“If you Need a Witness to Your Success, Be Your Own.”

It is no secret that one of the best ways to notice improvements in a gym setting is to track your performance or progress. Normally, we would do this by performing some sort of field test. A field test may be a timed run, a rep max test, a step-up test, a push-up test, or a vertical jump test. During this time, we find ourselves in a scenario where performing a field test becomes difficult for both the test taker and the test monitor. Because of this, we have to look for ways to self-monitor.

Self-monitoring is a daily or weekly task that we can perform to track progress, overall performance, and recovery. Ideally, we would choose a task that can monitor all three. For example, to track the progress of lower body strength we might choose a bodyweight squat. In order to make this movement work for the other two tiers, we would have to add some sort of a time element.

Monitoring Task/Test: Bodyweight Squats
Time: 60 seconds
Reps Completed:
Overall Difficulty (1-10)

If we take a look at this example, it has a rep element, a time element, a difficulty element, and a set task. The rep element will help us to track our progress and overall performance, If we increase the reps done in a minute, that is both progress and an increase in overall performance. If we complete fewer reps, it may be a sign that we are tired or a little over-trained. The time element ensures that we are performing the same task for the same amount of time so that our results can be easily compared day to day or week to week. The overall difficulty element will let us know about our recovery. If the overall difficulty of the task becomes too high (8+), we may want to think about lowering the intensity of our sessions/workouts. If we pair the difficulty element with the reps completed element, we can get an assessment of our performance and recovery. Typically, as performance dips, so does (or so has) recovery.

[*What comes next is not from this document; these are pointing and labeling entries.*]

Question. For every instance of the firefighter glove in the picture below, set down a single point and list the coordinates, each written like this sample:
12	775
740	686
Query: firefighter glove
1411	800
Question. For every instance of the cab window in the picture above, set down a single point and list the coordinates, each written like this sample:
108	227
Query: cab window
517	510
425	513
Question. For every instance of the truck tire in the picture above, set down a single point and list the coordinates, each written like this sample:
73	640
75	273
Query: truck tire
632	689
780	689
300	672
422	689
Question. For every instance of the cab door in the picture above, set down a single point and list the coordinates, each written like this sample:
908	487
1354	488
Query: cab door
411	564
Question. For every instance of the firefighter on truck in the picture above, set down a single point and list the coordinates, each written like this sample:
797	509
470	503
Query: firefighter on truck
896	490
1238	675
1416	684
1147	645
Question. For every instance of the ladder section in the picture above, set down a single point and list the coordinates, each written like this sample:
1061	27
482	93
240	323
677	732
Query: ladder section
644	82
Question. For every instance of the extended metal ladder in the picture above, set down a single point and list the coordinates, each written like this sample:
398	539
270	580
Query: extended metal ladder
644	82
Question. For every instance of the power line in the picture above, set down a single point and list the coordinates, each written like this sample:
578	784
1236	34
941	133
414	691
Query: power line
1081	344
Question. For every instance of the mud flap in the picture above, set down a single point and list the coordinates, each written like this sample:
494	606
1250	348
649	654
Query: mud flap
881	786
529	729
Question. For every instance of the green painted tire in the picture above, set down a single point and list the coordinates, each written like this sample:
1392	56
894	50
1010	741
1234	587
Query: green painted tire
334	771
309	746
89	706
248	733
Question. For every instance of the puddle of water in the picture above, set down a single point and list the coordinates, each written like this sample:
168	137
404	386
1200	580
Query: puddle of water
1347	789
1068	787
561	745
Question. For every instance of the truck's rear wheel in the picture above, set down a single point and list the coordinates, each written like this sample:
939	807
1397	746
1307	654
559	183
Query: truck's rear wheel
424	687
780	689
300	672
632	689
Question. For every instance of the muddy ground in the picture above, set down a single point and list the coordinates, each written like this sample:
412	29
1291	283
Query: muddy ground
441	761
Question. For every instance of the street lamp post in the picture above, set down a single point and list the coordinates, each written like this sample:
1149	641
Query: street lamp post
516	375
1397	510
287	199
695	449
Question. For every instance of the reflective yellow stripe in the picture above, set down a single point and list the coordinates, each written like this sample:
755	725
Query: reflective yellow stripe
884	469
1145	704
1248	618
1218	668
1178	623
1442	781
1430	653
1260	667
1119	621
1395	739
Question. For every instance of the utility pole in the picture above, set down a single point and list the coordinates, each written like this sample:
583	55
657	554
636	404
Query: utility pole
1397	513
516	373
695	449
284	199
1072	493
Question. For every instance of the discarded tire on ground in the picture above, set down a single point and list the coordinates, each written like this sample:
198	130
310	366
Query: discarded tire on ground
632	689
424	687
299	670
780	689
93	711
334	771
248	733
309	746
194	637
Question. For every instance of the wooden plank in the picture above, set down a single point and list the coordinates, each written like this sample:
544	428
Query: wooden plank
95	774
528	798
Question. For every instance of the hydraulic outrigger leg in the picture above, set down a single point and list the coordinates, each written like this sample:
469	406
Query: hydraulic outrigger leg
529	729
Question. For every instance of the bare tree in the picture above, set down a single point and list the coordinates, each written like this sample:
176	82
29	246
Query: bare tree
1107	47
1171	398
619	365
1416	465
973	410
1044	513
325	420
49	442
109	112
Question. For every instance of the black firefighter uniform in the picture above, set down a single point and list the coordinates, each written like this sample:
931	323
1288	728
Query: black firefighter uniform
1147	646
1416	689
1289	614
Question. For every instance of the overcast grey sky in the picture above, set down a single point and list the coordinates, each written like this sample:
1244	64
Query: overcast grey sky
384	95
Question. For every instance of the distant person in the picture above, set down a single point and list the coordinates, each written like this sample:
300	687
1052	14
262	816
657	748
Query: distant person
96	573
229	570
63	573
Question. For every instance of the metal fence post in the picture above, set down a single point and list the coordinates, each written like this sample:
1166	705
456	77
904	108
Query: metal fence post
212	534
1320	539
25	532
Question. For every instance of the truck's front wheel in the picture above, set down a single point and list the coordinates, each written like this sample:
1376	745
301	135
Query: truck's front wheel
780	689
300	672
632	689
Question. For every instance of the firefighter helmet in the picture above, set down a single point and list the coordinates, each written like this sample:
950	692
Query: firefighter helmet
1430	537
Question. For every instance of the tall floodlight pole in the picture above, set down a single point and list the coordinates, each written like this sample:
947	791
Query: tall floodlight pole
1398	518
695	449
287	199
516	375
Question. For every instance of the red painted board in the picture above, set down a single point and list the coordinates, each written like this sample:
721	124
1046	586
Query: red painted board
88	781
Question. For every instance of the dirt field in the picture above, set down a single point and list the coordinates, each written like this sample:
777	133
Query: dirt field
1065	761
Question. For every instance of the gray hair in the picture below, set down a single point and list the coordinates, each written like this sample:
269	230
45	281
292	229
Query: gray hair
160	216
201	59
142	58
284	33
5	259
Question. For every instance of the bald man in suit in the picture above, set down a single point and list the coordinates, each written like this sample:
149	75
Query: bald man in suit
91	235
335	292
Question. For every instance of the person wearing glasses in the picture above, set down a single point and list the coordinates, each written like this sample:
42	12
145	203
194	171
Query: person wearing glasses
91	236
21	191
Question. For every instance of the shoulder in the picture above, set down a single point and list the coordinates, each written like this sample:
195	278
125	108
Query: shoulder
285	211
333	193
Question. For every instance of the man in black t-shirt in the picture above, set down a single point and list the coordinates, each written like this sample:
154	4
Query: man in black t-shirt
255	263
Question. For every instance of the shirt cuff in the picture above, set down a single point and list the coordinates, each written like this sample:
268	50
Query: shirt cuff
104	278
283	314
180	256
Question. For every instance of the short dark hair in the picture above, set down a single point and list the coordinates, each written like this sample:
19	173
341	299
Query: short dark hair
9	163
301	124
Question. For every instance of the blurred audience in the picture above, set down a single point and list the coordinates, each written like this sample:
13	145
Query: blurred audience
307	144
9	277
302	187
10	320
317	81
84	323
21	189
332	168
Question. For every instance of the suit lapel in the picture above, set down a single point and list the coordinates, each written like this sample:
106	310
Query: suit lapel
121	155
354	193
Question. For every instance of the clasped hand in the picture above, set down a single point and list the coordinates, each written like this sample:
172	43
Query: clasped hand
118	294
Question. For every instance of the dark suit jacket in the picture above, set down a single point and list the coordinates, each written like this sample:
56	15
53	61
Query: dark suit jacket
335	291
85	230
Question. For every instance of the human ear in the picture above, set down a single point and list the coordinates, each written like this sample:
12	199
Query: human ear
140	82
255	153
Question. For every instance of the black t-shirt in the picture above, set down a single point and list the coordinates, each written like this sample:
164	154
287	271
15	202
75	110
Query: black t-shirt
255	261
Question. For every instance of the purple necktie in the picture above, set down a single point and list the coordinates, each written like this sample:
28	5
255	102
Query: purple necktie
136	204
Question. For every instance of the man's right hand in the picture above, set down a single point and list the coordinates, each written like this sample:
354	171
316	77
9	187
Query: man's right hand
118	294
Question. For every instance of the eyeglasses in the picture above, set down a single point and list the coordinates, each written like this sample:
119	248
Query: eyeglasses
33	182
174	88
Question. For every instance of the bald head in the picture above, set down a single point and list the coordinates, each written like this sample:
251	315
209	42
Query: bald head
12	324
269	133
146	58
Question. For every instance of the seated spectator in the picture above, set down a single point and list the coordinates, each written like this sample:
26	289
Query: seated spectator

Improvements can be hard to come by at times, but they can become even harder to come by if we are not monitoring ourselves correctly and regularly. However, if we take a few minutes out of our day to “check-in” with ourselves, we begin to learn more about how to take care of ourselves physically. By doing this, we can accurately track our overall performance and progress while (hopefully) warding off over-training, lack of recovery, dips in performance, and stalls in progress/improvements.